The sharing of your personal data with certain recipients may imply transfers of your data out of the European Economic Area (EEA). We pay particular attention to the protection of your personal data when we transfer your personal data outside of the EEA. Thus, where such transfers out of the EEA shall take place, we first implement appropriate safeguards by signing the standard contractual clauses of the European Commission with the entity out of the EEA, which processes your personal data.

IX. YOUR RIGHTS

Under many data protection laws, you have rights with regard to how your personal data is handled. These privacy rights vary from country to country; however, we enable you, subject to all relevant laws, to exercise a full range of data protection rights depending on the applicable jurisdiction. It includes, among others:

• The right to be informed how your personal data is being used.
• The right of access and a copy of your personal data.
• The right to rectification if your personal data is incorrect.
• The right to erasure your personal data (where the law permits this).
• The right to restrict the processing of your personal data.
• The right to data portability.
• The right to object to how your personal data is used.
• Rights in relation to automated decision making and profiling.
• Registering a concern about data privacy.
• Requesting a copy of your personal data, correcting inaccurate personal data, and deletion of personal data.

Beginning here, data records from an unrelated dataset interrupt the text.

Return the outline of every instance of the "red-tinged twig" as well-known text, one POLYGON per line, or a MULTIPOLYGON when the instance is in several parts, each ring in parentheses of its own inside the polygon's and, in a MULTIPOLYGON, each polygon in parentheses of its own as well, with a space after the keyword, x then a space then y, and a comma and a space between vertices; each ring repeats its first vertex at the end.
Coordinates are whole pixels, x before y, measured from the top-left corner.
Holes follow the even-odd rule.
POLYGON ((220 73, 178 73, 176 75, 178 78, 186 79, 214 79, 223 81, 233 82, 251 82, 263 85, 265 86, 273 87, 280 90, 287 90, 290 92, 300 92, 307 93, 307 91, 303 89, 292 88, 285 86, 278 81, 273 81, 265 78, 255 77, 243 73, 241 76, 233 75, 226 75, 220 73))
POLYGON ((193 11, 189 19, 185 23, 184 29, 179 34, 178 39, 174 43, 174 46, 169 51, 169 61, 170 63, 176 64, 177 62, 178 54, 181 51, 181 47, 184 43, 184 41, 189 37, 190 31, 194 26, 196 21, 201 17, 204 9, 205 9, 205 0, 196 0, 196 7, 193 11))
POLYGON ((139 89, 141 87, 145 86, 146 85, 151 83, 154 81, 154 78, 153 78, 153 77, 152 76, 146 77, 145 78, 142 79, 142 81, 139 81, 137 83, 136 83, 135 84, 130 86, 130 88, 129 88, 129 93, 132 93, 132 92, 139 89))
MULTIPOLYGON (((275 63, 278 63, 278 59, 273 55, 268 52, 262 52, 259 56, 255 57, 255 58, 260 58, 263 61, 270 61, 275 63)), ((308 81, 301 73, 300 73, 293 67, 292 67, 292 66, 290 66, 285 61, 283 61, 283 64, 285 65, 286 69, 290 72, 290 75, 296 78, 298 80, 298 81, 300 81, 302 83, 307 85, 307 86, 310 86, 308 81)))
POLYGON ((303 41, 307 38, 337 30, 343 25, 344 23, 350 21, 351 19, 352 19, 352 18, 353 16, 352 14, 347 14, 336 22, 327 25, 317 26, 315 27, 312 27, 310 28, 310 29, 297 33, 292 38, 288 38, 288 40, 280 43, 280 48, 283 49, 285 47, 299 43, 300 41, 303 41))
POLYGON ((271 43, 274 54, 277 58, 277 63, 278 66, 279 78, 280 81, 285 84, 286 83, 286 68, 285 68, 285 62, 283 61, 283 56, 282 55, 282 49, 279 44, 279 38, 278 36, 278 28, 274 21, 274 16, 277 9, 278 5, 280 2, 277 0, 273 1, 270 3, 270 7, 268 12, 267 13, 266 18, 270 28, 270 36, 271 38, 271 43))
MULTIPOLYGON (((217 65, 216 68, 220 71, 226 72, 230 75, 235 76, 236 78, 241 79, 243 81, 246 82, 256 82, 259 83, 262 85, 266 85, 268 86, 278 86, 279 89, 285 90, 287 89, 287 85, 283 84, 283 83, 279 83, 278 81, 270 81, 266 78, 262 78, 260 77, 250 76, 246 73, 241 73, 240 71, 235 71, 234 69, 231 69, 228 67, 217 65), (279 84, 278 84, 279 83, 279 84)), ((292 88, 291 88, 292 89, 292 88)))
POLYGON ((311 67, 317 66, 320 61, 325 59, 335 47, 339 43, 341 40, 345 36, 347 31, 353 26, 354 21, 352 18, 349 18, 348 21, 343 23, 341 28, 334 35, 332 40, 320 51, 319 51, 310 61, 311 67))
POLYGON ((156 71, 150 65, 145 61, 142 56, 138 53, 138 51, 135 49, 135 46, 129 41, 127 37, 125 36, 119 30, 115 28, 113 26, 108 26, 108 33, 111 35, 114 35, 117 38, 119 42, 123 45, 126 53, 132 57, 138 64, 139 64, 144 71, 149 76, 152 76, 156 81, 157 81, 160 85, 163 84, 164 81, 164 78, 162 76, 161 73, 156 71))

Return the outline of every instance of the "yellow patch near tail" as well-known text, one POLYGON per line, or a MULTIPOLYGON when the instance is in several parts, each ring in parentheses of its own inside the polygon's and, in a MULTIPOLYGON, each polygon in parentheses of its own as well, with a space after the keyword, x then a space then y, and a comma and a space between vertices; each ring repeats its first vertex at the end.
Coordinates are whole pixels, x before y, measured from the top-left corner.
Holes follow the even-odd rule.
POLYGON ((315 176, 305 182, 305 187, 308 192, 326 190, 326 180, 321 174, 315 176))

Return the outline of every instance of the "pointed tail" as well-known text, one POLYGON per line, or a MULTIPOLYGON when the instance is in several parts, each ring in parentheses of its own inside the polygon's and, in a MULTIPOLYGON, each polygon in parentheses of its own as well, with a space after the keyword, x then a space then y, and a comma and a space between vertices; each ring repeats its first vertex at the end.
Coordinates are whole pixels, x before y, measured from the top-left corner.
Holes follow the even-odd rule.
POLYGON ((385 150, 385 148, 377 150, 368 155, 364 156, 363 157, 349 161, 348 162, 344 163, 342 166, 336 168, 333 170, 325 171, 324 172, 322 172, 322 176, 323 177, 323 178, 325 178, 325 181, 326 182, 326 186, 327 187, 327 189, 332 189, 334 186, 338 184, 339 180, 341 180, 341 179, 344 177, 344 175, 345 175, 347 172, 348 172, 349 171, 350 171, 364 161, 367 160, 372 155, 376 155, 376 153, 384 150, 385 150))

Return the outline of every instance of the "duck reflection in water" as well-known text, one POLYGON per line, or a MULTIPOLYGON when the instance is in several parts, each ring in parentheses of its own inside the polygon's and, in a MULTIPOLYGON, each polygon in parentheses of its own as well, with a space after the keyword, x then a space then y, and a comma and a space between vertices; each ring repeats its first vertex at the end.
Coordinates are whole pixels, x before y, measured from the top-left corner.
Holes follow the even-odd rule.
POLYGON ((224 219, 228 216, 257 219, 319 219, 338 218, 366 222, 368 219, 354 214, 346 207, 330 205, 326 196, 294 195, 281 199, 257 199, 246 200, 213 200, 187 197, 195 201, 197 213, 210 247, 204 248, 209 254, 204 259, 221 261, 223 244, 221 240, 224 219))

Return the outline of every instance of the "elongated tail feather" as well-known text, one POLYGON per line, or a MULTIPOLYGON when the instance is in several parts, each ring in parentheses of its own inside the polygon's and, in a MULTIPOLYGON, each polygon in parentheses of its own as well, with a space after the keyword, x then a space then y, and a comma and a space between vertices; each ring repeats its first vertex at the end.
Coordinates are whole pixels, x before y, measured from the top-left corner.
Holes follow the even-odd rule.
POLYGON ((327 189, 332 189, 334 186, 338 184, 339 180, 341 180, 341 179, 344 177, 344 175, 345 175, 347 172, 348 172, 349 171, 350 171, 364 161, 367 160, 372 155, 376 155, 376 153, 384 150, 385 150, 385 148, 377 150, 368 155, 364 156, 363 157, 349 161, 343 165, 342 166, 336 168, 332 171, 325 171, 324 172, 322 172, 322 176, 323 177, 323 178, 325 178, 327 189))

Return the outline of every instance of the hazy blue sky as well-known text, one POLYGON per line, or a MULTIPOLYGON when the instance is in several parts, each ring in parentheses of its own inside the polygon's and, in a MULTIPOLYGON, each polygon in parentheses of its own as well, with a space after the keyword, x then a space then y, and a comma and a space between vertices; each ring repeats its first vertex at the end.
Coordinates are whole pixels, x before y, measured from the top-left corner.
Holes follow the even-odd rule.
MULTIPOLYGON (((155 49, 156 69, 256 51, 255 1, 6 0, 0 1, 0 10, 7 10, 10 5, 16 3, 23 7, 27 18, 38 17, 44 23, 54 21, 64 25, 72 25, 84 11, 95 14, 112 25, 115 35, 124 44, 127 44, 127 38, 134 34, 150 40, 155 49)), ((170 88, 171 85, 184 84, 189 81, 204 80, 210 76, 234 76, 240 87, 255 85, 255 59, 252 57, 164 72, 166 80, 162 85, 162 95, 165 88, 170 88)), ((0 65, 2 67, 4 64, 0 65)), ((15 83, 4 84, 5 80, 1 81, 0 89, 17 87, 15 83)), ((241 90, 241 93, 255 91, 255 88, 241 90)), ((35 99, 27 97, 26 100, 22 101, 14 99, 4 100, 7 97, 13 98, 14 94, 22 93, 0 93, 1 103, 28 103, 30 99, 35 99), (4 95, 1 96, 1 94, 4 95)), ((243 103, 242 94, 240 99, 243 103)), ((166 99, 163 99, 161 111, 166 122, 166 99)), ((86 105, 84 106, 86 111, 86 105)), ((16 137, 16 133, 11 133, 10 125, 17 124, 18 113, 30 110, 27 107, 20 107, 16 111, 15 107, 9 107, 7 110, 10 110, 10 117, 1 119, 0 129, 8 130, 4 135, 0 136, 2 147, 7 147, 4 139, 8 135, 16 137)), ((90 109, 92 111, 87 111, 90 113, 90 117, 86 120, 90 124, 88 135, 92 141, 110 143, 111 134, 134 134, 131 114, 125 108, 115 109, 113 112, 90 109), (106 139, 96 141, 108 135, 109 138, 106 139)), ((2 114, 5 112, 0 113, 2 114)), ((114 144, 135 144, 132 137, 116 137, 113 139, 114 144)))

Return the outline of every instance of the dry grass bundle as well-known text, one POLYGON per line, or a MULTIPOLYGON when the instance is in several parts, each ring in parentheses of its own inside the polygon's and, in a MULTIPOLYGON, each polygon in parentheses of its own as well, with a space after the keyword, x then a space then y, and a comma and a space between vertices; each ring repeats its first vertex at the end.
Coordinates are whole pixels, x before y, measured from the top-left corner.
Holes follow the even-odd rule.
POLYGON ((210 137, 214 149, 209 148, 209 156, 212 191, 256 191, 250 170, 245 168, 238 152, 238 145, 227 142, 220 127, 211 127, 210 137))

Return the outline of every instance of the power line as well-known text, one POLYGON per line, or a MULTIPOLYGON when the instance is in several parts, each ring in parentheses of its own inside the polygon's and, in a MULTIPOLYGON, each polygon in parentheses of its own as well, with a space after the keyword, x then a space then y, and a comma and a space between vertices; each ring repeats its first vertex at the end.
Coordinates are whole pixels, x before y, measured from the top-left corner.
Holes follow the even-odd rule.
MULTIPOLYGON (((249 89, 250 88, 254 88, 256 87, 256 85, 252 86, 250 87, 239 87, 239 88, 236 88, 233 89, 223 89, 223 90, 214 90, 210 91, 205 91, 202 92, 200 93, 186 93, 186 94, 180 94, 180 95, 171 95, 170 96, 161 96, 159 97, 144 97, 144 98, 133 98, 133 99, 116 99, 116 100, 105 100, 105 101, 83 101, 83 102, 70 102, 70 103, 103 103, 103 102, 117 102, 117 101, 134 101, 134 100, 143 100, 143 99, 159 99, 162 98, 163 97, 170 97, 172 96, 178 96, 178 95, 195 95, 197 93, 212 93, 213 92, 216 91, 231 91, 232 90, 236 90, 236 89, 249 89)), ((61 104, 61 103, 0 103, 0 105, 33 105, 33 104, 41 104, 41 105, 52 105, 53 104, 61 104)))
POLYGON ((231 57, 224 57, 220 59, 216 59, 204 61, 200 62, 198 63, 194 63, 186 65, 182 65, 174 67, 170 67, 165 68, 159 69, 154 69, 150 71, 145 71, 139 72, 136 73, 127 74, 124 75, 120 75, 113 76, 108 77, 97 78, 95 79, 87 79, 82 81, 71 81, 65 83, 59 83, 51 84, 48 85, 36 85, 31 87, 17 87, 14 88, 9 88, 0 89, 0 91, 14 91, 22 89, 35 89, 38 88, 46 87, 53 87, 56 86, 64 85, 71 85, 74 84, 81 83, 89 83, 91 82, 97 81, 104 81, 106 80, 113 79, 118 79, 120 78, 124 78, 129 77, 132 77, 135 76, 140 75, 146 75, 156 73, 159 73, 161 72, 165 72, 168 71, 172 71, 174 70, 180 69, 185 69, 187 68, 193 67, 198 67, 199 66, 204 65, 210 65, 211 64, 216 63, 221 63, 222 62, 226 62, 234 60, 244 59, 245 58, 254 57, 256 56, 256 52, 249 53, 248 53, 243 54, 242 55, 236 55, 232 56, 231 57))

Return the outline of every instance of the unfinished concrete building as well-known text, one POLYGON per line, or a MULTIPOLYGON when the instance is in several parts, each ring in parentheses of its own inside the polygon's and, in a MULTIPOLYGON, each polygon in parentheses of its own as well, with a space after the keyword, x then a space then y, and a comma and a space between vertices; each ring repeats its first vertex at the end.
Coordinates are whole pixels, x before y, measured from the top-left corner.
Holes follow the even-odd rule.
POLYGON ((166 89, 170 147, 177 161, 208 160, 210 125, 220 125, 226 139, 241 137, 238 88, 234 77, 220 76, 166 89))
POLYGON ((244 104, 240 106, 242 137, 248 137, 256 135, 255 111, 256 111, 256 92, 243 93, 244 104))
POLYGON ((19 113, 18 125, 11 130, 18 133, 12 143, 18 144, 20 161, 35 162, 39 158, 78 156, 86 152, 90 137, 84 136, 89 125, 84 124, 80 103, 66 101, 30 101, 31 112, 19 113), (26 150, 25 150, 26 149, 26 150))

In order to protect your privacy and to authenticate that the request is genuinely from you and not from anyone else masquerading as you, we might request some additional details of your last interaction with us, some details that nobody else would know about.

This is to ensure that it is really you who is making the request and not someone else. We will only request enough information to enable us to identify you properly.

X. HOW ONEVASCO PROTECTS YOUR PERSONAL DATA

We are committed to protecting all personal data that we hold about you. When you give us personal data, we take steps to ensure that it is safeguarded and held securely. Any sensitive information is encrypted and protected.

On our websites, when you are on a secure page, a lock icon will appear in the address bar of most web browsers. This means the transfer of information from your browser to our web servers is encrypted to keep it safe.

XI. OUR CONTACT DETAILS AND HOW TO ASK QUESTIONS OR MAKE A PRIVACY-RELATED COMPLAINT

We are committed to protecting your privacy. If you wish to contact us or if you have any questions or wish to lodge a complaint about our privacy practices or the way we have handled your personal data, including if you believe that there has been a possible breach of any relevant privacy principles, you may contact us at:

Data Protection Officer e-mail: dataprotection@onevasco.com

XII. THE DATE THIS PRIVACY POLICY WAS LAST UPDATED

This Privacy Policy was last updated in March 2023.